For instance, Biden wants to raise annual refugee admissions from 15,000 to 125,000 but must first build up the capacity to accept such a swift increase. His team will also take over the arduous campaign to find the families of more than 600 children separated from their parents at the southern border. Other regulatory changes will naturally take time, such as revising the criteria used to turn away or admit asylum seekers.
And even Biden’s goal of fully reinstating an Obama-era program that offers work permits and legal protections to so-called Dreamers — the hundreds of thousands of immigrants who came to the United States illegally as children — is expected to face years of court challenges.

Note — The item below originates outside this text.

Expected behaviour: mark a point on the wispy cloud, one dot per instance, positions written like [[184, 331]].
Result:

“It’s going to have to be a very thorough undertaking,” said Manar Waheed, a senior legislative and advocacy counsel with the American Civil Liberties Union’s immigration wing. “There are many, many regulations that have to be rescinded, and it can’t be undone overnight. And that’s just to get back to where we were, not even to move forward.”
Immigration advocacy groups, many of which worked to turn out voters for Biden this fall, are now leaning on the Biden administration to act aggressively.
Greisa Martinez, the executive director of United We Dream, is among those pushing for an indefinite moratorium on deportations and detentions of immigrants. Biden has currently only pledged a 100-day pause on deportations. Martinez also wants Biden to allow the return of people the Trump administration deported who still have family in the U.S.
“In the first 100 days, we believe he needs to be bold, swift and act without hesitation,” she said. “Black and Latinx people showed up for real change in November and gave him a real mandate.”
Other advocacy groups, such as Movimiento Cosecha, are pushing for Biden to extend legal protections for undocumented immigrants beyond Dreamers and those displaced by war and natural disasters.
“We want to see a program … that protects anybody, that doesn’t exclude anybody due to age or country of origin,” said Carlos Rojas Rodriguez, an organizer who confronted Biden on the campaign trail about his immigration record. “If you’re a person of good moral character, you shouldn’t live under the fear of being separated from your family.”